As we’ve mentioned, transformers and language models were historically dedicated to text processing tasks only. The first Transformer architecture, proposed by Vaswani et al. in the 2017 paper “Attention Is All You Need”, addressed the problem of text translation. It won’t be long before these technologies based on transformers are applied to other types of data. GPT-4 already has vision capabilities that allow the model to consider an image in its input context when generating a response to a given input prompt. But these aren’t the only modalities you can use in your applications. OpenAI provides other tools you can use with Python. These tools, accessible via the OpenAI API, are not embedded within the LLMs themselves but serve as complementary technologies that you, as a developer, can leverage to imbue your applications with a broader spectrum of AI functionalities.

Image generation with DALL-E

Through the OpenAI API, your applications can call the DALL-E 2 or DALL-⁠E 3 models directly. These models are text-to-image models. DALL-E 3, the more advanced iteration, has the capacity to incorporate text within images and supports both landscape and portrait orientations. The images generated by DALL-E 3 are, in general, significantly more attractive and detailed than those of DALL-E 2. DALL-⁠E 3 can also understand significantly more complex prompts. These models offer developers the ability to create visually compelling content directly from textual descriptions, opening new avenues for creative and practical applications.

Voice recognition and synthesis

OpenAI has also trained a neural network transformer called Whisper. Whisper excels at speech recognition in over 50 languages, with particular strength in English, where it achieves near-human capabilities. OpenAI has open sourced Whisper’s code, but as a developer, you also have access to this tool via the OpenAI API. Whisper enables developers to create applications capable of understanding spoken language with remarkable accuracy.

In parallel, the OpenAI audio API provides access to two text-to-speech models. One is optimized for real-time text-to-speech use cases, and the other is optimized for quality. You have a choice among six voices, and although the models perform best in English, they support more than 50 languages.

Video generation with Sora

At the time of writing, OpenAI has announced its new text-to-video tool. Sora is not yet available to developers, but it is an indication of what will be available in the near future. With a simple prompt, the tool is supposed to be capable of generating videos up to 60 seconds long.

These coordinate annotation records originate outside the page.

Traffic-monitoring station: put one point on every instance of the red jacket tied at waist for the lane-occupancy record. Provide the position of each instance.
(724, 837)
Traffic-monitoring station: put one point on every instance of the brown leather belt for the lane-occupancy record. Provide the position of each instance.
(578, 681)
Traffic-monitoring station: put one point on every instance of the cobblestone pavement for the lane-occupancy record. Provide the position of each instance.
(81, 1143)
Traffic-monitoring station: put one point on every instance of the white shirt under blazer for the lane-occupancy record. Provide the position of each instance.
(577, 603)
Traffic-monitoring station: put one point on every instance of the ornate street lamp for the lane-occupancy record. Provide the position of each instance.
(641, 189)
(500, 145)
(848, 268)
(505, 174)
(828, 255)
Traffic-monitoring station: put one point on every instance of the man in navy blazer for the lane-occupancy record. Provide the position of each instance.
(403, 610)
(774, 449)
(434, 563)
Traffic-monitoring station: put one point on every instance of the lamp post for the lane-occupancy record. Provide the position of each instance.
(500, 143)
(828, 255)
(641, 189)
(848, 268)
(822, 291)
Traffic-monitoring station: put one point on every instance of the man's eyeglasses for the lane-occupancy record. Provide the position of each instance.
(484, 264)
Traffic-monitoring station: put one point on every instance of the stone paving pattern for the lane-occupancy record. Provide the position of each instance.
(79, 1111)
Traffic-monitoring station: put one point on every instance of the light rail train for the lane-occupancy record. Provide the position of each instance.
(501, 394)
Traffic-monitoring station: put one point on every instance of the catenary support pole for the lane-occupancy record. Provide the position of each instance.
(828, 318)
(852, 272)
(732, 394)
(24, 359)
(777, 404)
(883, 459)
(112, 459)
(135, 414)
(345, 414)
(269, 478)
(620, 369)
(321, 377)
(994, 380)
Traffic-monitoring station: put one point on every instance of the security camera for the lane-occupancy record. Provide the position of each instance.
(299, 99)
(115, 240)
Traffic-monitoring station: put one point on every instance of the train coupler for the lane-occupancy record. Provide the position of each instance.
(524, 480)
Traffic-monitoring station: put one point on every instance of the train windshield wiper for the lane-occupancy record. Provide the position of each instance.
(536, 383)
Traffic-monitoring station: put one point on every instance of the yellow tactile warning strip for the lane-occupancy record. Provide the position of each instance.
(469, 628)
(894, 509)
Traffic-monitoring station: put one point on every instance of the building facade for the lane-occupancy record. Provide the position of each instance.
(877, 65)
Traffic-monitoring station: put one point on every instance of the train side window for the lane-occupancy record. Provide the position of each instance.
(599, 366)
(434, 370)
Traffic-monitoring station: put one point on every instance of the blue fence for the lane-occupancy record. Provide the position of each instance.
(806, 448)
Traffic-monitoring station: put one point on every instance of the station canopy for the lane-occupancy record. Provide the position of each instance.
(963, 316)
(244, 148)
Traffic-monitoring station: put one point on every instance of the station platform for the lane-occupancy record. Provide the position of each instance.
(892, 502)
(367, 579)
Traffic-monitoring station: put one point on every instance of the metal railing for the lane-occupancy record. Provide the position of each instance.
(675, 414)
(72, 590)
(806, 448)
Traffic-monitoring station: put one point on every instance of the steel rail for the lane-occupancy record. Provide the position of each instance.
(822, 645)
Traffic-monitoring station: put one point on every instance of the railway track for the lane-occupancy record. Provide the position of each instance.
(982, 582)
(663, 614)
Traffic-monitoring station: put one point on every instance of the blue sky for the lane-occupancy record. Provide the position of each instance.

All these extensions of AI capabilities with multimodality tools open new horizons for you as a developer and for your applications. With these technologies, you can create more interactive applications that engage users across multiple modalities: image, voice, text . . . and soon video.

LLM Use Cases and Example Products

OpenAI includes many inspiring customer stories on its website. This section explores some of these applications, use cases, and product examples. We will discover how these models may transform our society and open new opportunities for business and creativity. As you will see, many businesses already use these new technologies, but there is room for more ideas. It is now up to you.

Be My Eyes

Since 2012, Be My Eyes has created technologies for a community of several million people who are blind or have limited vision. For example, it has an app that connects volunteers with blind or visually impaired persons who need help with everyday tasks, such as identifying a product or navigating within an airport. With only one click in the app, the person who needs help is contacted by a volunteer who, through video and microphone sharing, can help the person.

The new multimodal capacity of GPT-4 makes it possible to process both text and images, so Be My Eyes began developing a new virtual volunteer based on GPT-4. This new virtual volunteer aims to reach the same level of assistance and understanding as a human volunteer.

“The implications for global accessibility are profound,” says Michael Buckley, CEO of Be My Eyes. “In the not-so-distant future, the blind and low-vision community will utilize these tools not only for a host of visual interpretation needs but also to have a greater degree of independence in their lives.”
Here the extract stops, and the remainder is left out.